Surprisingly enough, kudzu is not native to the United States. It was imported in 1865 from Japan, one of the countries invited to celebrate this nation’s 100th birthday during an exposition in Philadelphia. Noted for having beautiful gardens, the Japanese shaded their space with the unusual vine which had large leaves and a sweet-smelling, purple blossom. After the exposition, Americans began using the plant for ornamental purposes.
Cuttings were taken to the south where they flourished in the warm, humid climate. At first, kudzu provided shade and beauty as it quickly spiraled up trellises and climbed over porch roofs. At that time, it posed no threat.
Kudzu grows 12 inches a day, 60 feet a year, and individual plants send out tendrils 100 feet during a typical summer. The roots grow so far down into the ground that the plant is drought-resistant. Kudzu has a deep taproot which can eventually weigh as much as 400 pounds. Such a root system seemed perfect for preventing soil erosion. Oddly enough, right about 1930, during the Great Depression, hundreds of young men, members of the Civilian Conservation Corps, were employed by the Soil Conservation Service to plant 85 million kudzu seedlings to do just that, prevent soil erosion. Of course, it did that, but in addition, it destroyed large forests because of its blanketing effect. It smothers trees and keeps them from getting sunlight.
There are over seven million acres of kudzu in the deep south alone. In case you haven’t noticed, there’s plenty of it in Harlan County, too. It covers whole mountainsides, climbs utility poles, and creeps onto the highways. It hangs down from overhead wires while its tendrils reach out and seemingly know no bounds.
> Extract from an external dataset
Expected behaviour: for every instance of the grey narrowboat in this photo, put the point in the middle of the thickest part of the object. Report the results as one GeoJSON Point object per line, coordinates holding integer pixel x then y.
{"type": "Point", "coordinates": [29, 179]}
I’m not offering any solution to the problem and it is a problem. I’m just noting that what initially began as a blessing has turned into a curse. The same government which lauded kudzu as a pretty flower and an erosion deterrent in 1876, has a hundred years later labeled it a menacing weed of out-of-control proportions.
There’s a Forestry Service joke which goes like this with regards to the fast-growing vine: “A farmer planted some kudzu in his back pasture and it beat him back to the house.” The “mile-a-minute” vine, which robs whole forests of sunlight and moisture, is no laughing matter. What at first appeared to be a beauty has turned out to be a beast — a beast of enormous ecological proportions.